Sesi fazla tedirgindi. Merak ettiği çok belliydi. Sesinin titrememesine özen gösterdi.
-Iıı anne şey yoldayız. Biraz dolaştık. Yarım saate geliriz.
-Kardeşin yanında değil mi?
-Yanımda anne. Şu an dondurma yemekle meşgul.
-Tamam çabuk gelin. Hava çok karardı.
-Tamam anne.
Çok güzel. Şimdi ne yapacaktı? Nerede bulacaktı o bücürü?O, soğukta koşarak kardeşini ararken, diğer tarafta annesi mutluydu. Sorumsuz oğluna bir ders veriyordu. O bu dersi çoktan hak etmişti. Daha yedi yaşında bir kız kardeşi vardı ve onu düşünmüyordu. Ama kadın en azından kızının akıllı olduğunu düşündü. O yaşına rağmen evi bulmaya çalışmış bulamayıncada çevresindekilerden yardım isteyerek annesini haberdar etmişti. Kızıyla birkez daha gurur duydu. Öte yandan oğlunu düşünüyordu. Acaba çok acı çekmiş miydi? Ama hak etmişti. Bugün doğum günüydü. Ona sürpriz yapacaktı. Ama önce biraz ders alması gerekiyordu...

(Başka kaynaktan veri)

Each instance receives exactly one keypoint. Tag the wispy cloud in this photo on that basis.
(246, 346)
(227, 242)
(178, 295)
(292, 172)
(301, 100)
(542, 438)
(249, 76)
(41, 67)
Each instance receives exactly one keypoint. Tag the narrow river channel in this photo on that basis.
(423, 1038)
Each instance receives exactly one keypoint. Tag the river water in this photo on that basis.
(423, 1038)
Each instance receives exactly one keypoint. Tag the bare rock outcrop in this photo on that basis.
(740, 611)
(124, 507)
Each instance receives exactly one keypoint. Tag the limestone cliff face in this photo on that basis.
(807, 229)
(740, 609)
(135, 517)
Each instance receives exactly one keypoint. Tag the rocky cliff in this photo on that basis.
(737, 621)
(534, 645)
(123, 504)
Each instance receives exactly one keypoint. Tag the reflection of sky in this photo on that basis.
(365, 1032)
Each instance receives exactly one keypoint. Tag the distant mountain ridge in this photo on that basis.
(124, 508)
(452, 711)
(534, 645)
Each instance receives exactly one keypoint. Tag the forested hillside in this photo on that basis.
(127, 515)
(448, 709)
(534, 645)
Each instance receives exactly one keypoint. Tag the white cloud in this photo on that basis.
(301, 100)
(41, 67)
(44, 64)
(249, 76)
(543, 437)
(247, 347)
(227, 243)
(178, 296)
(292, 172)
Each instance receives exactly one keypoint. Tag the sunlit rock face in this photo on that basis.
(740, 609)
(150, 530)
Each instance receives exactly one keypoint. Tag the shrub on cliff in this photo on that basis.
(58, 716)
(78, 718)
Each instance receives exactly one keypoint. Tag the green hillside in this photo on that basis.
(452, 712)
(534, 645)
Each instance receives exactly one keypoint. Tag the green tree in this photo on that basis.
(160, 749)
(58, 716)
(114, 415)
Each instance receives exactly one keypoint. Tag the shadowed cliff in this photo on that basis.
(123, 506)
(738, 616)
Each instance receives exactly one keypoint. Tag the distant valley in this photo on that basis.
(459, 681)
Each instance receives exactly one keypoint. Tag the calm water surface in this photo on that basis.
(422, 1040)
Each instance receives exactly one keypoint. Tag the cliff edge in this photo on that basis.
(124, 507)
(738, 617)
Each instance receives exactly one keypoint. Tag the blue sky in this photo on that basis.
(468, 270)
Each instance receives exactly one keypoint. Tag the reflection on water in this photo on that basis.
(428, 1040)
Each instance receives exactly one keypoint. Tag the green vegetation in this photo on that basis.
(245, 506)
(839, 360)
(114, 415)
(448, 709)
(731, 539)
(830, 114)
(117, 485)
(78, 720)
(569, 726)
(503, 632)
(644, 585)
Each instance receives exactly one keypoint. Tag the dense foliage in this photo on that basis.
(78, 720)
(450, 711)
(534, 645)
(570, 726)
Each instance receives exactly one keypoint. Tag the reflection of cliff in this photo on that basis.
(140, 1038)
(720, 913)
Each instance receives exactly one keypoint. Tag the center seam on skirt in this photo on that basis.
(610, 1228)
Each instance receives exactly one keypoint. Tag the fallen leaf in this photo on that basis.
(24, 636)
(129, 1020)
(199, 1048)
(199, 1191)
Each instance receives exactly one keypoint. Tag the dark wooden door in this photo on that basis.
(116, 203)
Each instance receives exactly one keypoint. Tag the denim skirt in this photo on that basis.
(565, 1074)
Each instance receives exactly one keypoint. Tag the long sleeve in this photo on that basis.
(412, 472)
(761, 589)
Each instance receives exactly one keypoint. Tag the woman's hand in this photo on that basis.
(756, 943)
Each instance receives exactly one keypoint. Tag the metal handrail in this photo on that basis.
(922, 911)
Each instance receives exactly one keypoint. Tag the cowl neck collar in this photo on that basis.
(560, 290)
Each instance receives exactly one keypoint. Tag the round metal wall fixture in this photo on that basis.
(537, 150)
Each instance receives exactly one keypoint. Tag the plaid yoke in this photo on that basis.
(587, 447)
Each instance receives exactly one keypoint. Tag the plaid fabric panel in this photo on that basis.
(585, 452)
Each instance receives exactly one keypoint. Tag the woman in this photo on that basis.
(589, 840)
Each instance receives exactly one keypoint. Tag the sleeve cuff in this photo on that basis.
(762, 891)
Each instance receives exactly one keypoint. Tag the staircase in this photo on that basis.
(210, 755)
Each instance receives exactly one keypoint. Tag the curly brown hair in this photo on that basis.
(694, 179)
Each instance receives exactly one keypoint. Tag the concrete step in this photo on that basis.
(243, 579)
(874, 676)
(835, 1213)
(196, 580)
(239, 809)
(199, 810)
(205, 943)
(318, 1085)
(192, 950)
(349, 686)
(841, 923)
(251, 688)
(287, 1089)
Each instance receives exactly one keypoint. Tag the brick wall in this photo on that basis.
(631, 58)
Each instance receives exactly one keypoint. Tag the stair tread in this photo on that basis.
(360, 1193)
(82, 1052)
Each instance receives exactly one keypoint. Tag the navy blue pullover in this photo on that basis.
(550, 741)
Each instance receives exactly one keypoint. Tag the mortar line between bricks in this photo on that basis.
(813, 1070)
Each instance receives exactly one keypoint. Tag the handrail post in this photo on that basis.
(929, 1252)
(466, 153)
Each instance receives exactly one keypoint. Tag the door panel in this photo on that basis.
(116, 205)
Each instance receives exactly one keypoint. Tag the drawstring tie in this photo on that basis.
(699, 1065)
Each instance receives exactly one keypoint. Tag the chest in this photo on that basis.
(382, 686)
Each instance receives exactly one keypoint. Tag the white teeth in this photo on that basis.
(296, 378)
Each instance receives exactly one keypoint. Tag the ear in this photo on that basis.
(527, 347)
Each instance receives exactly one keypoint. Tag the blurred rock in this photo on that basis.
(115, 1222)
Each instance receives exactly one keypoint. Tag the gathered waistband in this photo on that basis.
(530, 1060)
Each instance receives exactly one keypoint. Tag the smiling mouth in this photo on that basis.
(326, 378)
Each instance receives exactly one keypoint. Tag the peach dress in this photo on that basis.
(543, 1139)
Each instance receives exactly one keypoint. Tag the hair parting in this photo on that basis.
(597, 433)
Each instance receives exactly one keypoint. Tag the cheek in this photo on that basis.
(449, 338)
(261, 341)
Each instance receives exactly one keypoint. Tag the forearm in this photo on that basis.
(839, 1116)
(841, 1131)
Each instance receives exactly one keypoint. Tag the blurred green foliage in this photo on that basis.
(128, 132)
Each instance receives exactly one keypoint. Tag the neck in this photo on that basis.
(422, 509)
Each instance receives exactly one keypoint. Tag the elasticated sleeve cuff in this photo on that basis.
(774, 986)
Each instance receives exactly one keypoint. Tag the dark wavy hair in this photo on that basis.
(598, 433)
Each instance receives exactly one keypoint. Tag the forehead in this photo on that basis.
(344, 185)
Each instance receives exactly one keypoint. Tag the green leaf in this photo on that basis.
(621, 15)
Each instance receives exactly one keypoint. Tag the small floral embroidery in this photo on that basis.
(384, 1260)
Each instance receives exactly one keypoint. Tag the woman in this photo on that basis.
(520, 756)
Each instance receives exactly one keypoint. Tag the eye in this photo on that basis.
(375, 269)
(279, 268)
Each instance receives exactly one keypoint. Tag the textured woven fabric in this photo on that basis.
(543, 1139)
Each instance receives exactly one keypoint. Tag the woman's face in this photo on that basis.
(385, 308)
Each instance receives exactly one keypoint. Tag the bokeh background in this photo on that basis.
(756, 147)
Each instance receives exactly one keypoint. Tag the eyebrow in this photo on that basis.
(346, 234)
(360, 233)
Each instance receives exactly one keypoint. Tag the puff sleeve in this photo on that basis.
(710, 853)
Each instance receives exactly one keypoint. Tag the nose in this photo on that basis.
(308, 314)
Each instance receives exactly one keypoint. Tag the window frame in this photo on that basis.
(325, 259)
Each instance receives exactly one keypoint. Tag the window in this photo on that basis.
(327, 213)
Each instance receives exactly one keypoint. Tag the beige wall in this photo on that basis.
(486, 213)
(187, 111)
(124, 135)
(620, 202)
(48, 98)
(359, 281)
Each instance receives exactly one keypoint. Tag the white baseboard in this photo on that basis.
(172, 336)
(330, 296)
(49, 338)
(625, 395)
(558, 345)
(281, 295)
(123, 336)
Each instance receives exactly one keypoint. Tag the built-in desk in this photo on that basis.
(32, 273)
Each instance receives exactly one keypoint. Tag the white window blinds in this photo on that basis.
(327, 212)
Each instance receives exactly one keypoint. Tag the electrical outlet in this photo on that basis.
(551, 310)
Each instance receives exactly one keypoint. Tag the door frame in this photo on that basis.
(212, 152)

Serkan ne yapacağını şaşırmış bir şekilde koşuyordu. Kardeşinin arkadaşlarının evlerine bile gitmişti. Ama hiçbir yerde yoktu. Annesine yarım saate geleceğini söylemişti ve sadece yedi dakikası kalmıştı. Kaldırımın kenarına oturdu ve ne yapması gerektiğini düşündü. O sırada telefonu çaldı. Arayan annesiydi.
-Efendim anne. Geliyoruz dedim neden ikide bir arayıp duruyorsun?
Sesi gereğinden fazla çıkmıştı.
-Siz Melek hanımın oğlu musunuz?
Bu ses annesinin değildi. Bir adama aitti bu ses ve bu ses kesinlikle babasının da değildi.
-Siz kimsiniz?
-Sakin olun ve eve gelin. Evde yangın çıkmış. Ve maalesef Melek hanımı kaybettik. Babanız da gelmek üzeredir.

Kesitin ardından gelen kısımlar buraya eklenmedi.